Landowski’s granddaughter has the definitive answer: “My grandfather carved the head and hands of the statue in his studio in Boulogne. He even had to find another workshop because his own atelier was too small to contain them.”
Caillet’s daughter, Chloé Beauvellet, explains that her great-grandfather had wanted to carve the whole monument in full in France, but it was a logistical impossibility. Instead, he created a 12-foot scale model of the body, which was enlarged on site. The enormous head and hands were shipped to Brazil.
“My mother would visit the studio when he was making the head and the hands, and vividly recalls the damp smell of the clay,” she says. “She told me that when she visited the statue, that vivid sensory memory of the smell of the clay in the workshop came rushing back.”
Most visitors to the statue arrive by tourist van or the cog railway that climbs the steep, jungle-covered sides of Corcovado, but a new pilgrimage route will soon allow visitors to trek on foot through the forest to the foot of the Christ. Set to be initiated as part of the 90th-anniversary celebrations, this new Via Sacra will run through Tijuca Forest, the largest swathe of urban jungle on the planet at more than 15 square miles.
Inspired by other “holy roads,” such as those in Rome and Jerusalem, the planned pilgrimage trail is a collaboration between the Archdiocese of Rio and Brazil’s Institute of National Historical and Artistic Heritage (IPHAN). Olav Schrader, superintendent of IPHAN, says that, although the plans have been slightly delayed due to the pandemic, it should be finalized “just in time for it to be still a part of the Christ statue’s 90th birthday celebrations.”
Planned as an ecofriendly project that will bring historic trails back into use, the exact route and length of the trail are still under discussion.
An often-cited quote from bossa nova legend Tom Jobim holds that “Brazil is not for beginners,” and these steep paths through the sticky tropical jungle will require sturdy boots and a certain level of fitness. But those taking on the challenge will find themselves in the company of chattering marmosets, brightly colored butterflies, and perhaps, if they’re lucky, one of the jungle’s resident toucans. The forest is also filled with natural pools, streams, and waterfalls.

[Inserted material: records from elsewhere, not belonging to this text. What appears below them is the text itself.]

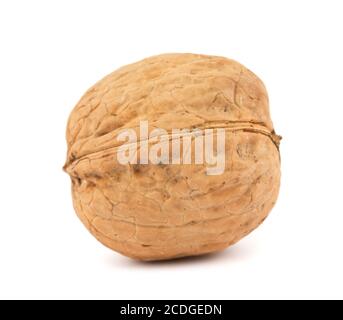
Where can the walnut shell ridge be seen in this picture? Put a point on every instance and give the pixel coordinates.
(157, 212)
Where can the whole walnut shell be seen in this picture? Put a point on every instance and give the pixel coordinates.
(155, 212)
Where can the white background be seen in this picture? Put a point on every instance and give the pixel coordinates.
(52, 51)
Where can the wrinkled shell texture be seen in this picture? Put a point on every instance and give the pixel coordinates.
(157, 212)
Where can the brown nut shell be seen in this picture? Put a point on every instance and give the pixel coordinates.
(156, 212)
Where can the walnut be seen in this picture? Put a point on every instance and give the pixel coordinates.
(160, 211)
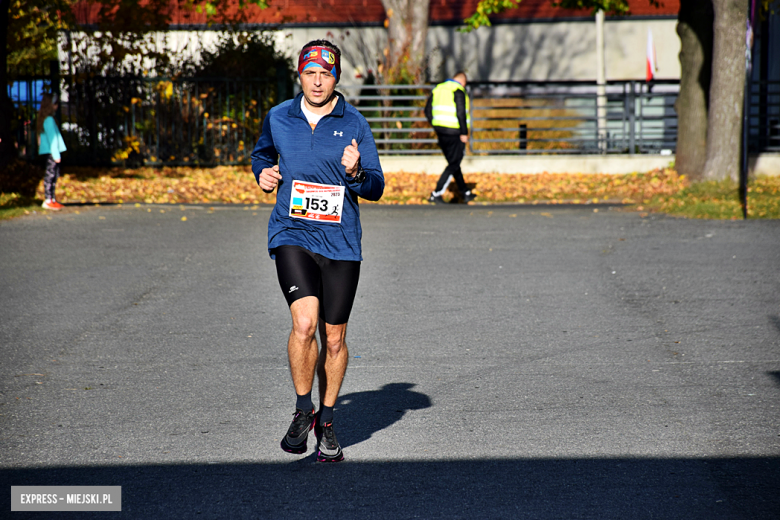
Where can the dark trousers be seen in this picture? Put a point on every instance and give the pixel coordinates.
(51, 176)
(453, 150)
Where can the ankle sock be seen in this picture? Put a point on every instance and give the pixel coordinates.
(303, 402)
(326, 414)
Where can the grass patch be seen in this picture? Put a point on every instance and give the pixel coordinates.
(661, 191)
(720, 200)
(13, 205)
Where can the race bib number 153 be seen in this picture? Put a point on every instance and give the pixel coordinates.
(316, 202)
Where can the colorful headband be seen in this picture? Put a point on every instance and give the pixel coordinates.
(320, 57)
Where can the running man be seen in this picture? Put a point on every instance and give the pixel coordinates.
(447, 109)
(326, 159)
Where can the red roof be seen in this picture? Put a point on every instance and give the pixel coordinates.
(371, 12)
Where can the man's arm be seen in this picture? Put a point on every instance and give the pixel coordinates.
(460, 109)
(373, 185)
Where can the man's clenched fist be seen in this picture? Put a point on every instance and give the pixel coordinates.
(350, 158)
(269, 178)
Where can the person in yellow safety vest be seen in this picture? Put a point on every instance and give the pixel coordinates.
(447, 109)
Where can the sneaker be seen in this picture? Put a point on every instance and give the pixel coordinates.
(298, 433)
(328, 449)
(436, 199)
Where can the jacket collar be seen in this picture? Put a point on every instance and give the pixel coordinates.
(338, 110)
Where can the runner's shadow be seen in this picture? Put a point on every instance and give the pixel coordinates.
(361, 414)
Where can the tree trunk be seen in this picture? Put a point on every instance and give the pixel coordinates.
(7, 144)
(694, 26)
(407, 28)
(724, 128)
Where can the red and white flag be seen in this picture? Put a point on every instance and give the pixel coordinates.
(651, 62)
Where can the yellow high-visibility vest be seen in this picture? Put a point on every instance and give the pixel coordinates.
(443, 105)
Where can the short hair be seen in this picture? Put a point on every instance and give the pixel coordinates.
(323, 43)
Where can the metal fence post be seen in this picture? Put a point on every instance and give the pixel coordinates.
(631, 121)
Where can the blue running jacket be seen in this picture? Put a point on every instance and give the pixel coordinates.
(315, 155)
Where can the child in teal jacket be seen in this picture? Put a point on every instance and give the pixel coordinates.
(50, 145)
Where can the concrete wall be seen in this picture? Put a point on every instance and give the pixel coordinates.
(527, 51)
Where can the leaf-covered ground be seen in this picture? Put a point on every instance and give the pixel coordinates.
(658, 190)
(231, 184)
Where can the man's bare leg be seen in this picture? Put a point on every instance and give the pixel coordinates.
(302, 353)
(333, 360)
(302, 345)
(331, 367)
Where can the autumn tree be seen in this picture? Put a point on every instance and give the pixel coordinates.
(407, 28)
(712, 79)
(29, 34)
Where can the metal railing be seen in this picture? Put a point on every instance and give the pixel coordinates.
(764, 117)
(206, 121)
(531, 117)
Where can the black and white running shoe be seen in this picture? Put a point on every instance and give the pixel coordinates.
(436, 199)
(328, 449)
(298, 433)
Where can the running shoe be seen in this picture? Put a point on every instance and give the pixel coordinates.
(52, 205)
(328, 449)
(298, 433)
(436, 199)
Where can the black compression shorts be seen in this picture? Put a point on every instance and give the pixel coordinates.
(334, 282)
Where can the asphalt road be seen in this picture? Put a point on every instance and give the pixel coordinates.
(505, 362)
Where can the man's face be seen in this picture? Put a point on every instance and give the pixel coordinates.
(318, 85)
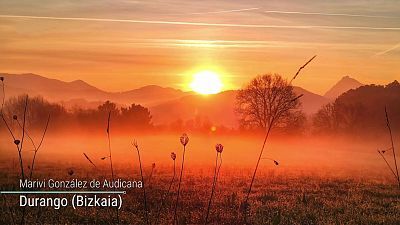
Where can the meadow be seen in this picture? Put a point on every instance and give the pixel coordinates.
(325, 180)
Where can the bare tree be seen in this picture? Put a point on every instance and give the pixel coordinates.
(267, 101)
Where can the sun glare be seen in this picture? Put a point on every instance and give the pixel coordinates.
(206, 82)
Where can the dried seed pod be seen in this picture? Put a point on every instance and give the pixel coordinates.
(184, 139)
(219, 148)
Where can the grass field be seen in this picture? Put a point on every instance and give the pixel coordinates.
(342, 185)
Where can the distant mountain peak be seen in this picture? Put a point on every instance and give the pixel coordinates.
(343, 85)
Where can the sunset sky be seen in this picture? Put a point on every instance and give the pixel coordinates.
(120, 45)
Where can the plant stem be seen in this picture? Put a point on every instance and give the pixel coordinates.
(394, 152)
(110, 156)
(387, 163)
(144, 188)
(179, 185)
(165, 196)
(212, 189)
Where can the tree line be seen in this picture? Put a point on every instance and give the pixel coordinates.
(265, 98)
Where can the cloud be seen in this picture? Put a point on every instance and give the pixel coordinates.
(388, 50)
(183, 23)
(218, 12)
(332, 14)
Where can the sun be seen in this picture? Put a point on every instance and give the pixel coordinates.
(206, 82)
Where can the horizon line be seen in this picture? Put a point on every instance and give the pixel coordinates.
(185, 23)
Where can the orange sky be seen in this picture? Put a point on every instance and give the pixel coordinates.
(120, 45)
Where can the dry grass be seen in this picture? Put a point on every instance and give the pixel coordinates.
(277, 198)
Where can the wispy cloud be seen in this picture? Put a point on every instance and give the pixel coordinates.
(331, 14)
(183, 23)
(218, 12)
(389, 49)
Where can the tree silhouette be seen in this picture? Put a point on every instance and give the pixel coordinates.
(268, 100)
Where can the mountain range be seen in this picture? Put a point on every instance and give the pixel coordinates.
(166, 104)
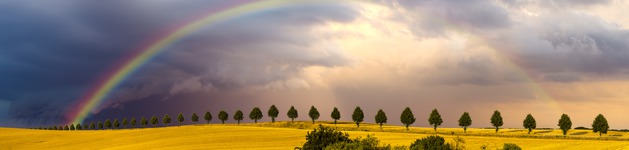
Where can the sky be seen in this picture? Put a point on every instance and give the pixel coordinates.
(543, 57)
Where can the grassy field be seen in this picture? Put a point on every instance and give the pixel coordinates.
(285, 135)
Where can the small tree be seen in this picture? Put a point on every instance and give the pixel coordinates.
(529, 123)
(255, 114)
(143, 122)
(116, 124)
(180, 118)
(465, 121)
(496, 120)
(358, 116)
(154, 121)
(208, 116)
(381, 118)
(108, 124)
(125, 122)
(133, 122)
(407, 117)
(223, 116)
(435, 119)
(273, 113)
(336, 115)
(600, 125)
(322, 137)
(564, 124)
(292, 113)
(166, 120)
(194, 118)
(313, 114)
(238, 116)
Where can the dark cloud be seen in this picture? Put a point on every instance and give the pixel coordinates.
(52, 52)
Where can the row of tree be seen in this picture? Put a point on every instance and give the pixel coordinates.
(599, 124)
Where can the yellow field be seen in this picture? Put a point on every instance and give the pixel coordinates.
(284, 135)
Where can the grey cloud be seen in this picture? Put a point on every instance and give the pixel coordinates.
(433, 18)
(69, 45)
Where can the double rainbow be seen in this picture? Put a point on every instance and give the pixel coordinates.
(97, 94)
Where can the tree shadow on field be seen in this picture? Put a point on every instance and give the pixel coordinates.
(579, 133)
(538, 132)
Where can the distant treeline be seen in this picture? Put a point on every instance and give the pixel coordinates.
(407, 117)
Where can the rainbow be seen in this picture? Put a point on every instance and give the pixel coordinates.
(97, 94)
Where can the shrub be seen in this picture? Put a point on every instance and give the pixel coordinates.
(322, 136)
(510, 146)
(369, 143)
(433, 142)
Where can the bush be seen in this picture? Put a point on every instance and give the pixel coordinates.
(433, 142)
(511, 146)
(322, 136)
(369, 143)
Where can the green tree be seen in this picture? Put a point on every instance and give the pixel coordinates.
(154, 121)
(143, 122)
(255, 114)
(407, 117)
(108, 124)
(433, 142)
(133, 122)
(125, 122)
(180, 118)
(322, 137)
(600, 125)
(292, 113)
(273, 113)
(435, 119)
(223, 116)
(336, 115)
(529, 123)
(238, 116)
(465, 121)
(358, 116)
(313, 114)
(564, 124)
(381, 118)
(208, 116)
(166, 120)
(194, 118)
(496, 120)
(116, 124)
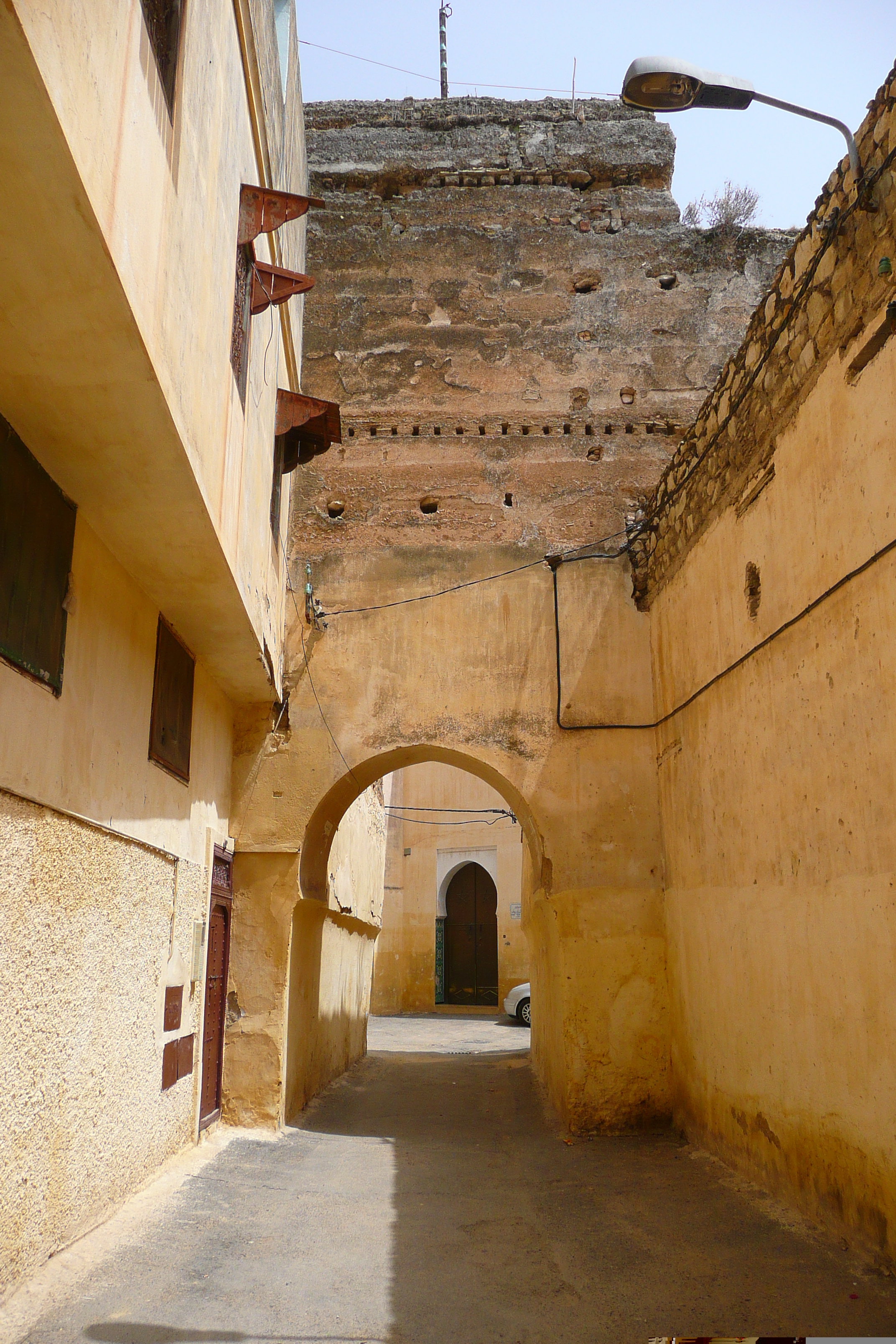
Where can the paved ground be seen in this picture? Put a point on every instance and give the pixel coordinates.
(441, 1035)
(426, 1199)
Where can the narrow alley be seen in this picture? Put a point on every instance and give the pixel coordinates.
(426, 1196)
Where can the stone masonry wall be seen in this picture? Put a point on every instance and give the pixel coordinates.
(821, 300)
(512, 318)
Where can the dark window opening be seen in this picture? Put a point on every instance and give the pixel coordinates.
(239, 331)
(163, 30)
(277, 486)
(173, 703)
(37, 541)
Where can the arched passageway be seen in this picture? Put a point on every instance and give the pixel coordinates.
(468, 680)
(472, 939)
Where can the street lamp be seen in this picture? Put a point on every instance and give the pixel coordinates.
(660, 84)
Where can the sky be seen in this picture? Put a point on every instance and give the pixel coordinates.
(831, 57)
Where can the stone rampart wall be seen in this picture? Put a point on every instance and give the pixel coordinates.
(824, 296)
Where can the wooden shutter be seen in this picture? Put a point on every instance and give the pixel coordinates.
(37, 540)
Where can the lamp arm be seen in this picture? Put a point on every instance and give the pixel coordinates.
(817, 116)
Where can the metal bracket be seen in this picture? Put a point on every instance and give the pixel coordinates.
(273, 285)
(262, 211)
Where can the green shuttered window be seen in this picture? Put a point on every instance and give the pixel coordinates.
(173, 703)
(37, 540)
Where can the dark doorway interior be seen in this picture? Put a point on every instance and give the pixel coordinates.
(217, 970)
(472, 939)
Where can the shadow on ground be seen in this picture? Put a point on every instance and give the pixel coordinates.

“One thing all the possible routes have in common is that they are all literally uphill trails. We have to think carefully about the physical challenge of walking them, the distance to the peak of the mountain, and the diversity of nature and sights each possible path has to offer,” Schrader says. “This is no stroll through the mall.
Schrader laments that the pandemic has impacted on the timetable for creating the new route and preparing for the landmark anniversary. But insists that the new Via Sacra will be ready “just in time.”
Those celebrations will run from October 9 to 17, 2021, and involve a series of “religious, social and cultural activities” across the city. But pandemic restrictions mean that it will likely be, by Rio’s world-renowned standards, a somewhat subdued affair.
The climber Brauna believes that the real party will come in another 10 years, with the centenary. “The 100th anniversary will be huge, and the celebrations will be more intense, much more grandiose, than those taking place in this pandemic year,” he says. “It will be something magnificent. I hope I’ll have a hands-on role again.”